According to a LendingTree survey of 2,000 US consumers, 31% of Gen Z shoppers, the same generation who said they prefer self-checkout in the NCR Voyix survey, have admitted to shoplifting from the self-checkout aisles, compared to just 15% of shoppers overalls. Furthermore, 46% of Gen Zers who were questioned by LendingTree said they chose the most expensive item in their grocery shopping cart to steal.

I talked to someone on the CPG side of things and he said the self-checkout craze from grocery retailers is pretty much over and the reality of the options has settled in, like increased shrinkage, fewer last-minute buys, and unchanged labor costs.

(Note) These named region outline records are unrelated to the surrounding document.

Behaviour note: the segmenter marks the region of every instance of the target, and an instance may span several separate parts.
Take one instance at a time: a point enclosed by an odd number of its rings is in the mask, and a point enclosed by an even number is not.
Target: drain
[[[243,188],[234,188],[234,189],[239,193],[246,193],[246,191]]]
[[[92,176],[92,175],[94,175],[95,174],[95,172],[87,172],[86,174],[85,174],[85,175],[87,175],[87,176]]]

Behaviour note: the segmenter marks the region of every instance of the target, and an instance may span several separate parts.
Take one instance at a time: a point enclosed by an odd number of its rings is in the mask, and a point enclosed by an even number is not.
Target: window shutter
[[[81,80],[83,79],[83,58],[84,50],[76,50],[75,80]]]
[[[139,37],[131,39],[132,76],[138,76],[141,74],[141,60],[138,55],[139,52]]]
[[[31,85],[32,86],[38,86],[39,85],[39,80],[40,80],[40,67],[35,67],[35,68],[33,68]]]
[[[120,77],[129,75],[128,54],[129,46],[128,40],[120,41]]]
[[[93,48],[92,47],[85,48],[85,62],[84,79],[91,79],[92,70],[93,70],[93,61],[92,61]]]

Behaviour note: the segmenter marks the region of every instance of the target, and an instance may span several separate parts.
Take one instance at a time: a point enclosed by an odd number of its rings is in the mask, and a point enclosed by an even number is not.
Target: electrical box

He believes self-checkouts still remain a vital component of the retail landscape, but grocers are starting to modify their strategy.

I personally believe technology is going to be the cure-all for grocery retailers when it comes to self-checkout. Because the bottom line is this: Self-checkouts are essential in the supermarket arena because the workers (and especially the quality of workers) simply have not come back following the COVID-19 pandemic.

So while the knee-jerk reaction to the spike in shoplifting is to pull out self-checkout lanes, in the end, it’s my opinion that retailers will settle back and offer double the self-checkouts versus traditional checkouts. Self-checkout isn’t checking out anytime soon.